Monday, May 15, 2006

Slavery and Kashrut

This review of "Inhuman Bondage" by Prof. David Davis of Yale is well worth a read. Prof. Davis has been one of the most important people in putting the discussion of slavery onto the world's agenda, and this book gets a glowing review.

The most interesting graf to me is this one:

"Tracing slavery back to its beginnings, Davis links it to the domestication of wild animals. Associations with animals range from Aristotle's musing that an ox is a poor man's slave to the brutish treatment of enslaved people — throughout history, slaves, like domesticated beasts, have been given the names of barnyard animals and household pets, branded with hot irons and forced to wear collars, making it easy for slave masters to dehumanize them. Although the masters often rationalized slavery as a variation of patriarchal paternalism, Davis sees bestialization as the means by which slaveholders elevated themselves, creating the illusion that they enjoyed 'something approaching divine power.'"

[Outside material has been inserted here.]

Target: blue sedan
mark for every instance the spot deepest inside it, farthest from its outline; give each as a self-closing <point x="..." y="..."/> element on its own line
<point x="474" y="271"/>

The French philosopher Emanuel Levinas, among others, finds the center of Judaism in the attempt to condition human beings away from abusing one another and towards concern and empathy with beings beyond ourselves. Hence the story of liberation from slavery becomes the central narrative of Jewish life. In this paragraph, Davis appears to be arguing that slavery--one of the ultimate expressions of dehuanization--finds its roots in humans' treatment of animals. Levinas would argue that the laws of Kashrut and rules against cruelty to animals are part of the broader Jewish vision of promoting mercy. In light of recent revelations of abuses at kosher slaughterhouses, I find this message particularly powerful. If we turn a blind eye to inhumane practices of animal treatment and slaughter, can our meat really be kosher? Are we being true to the deepest essence of Torah?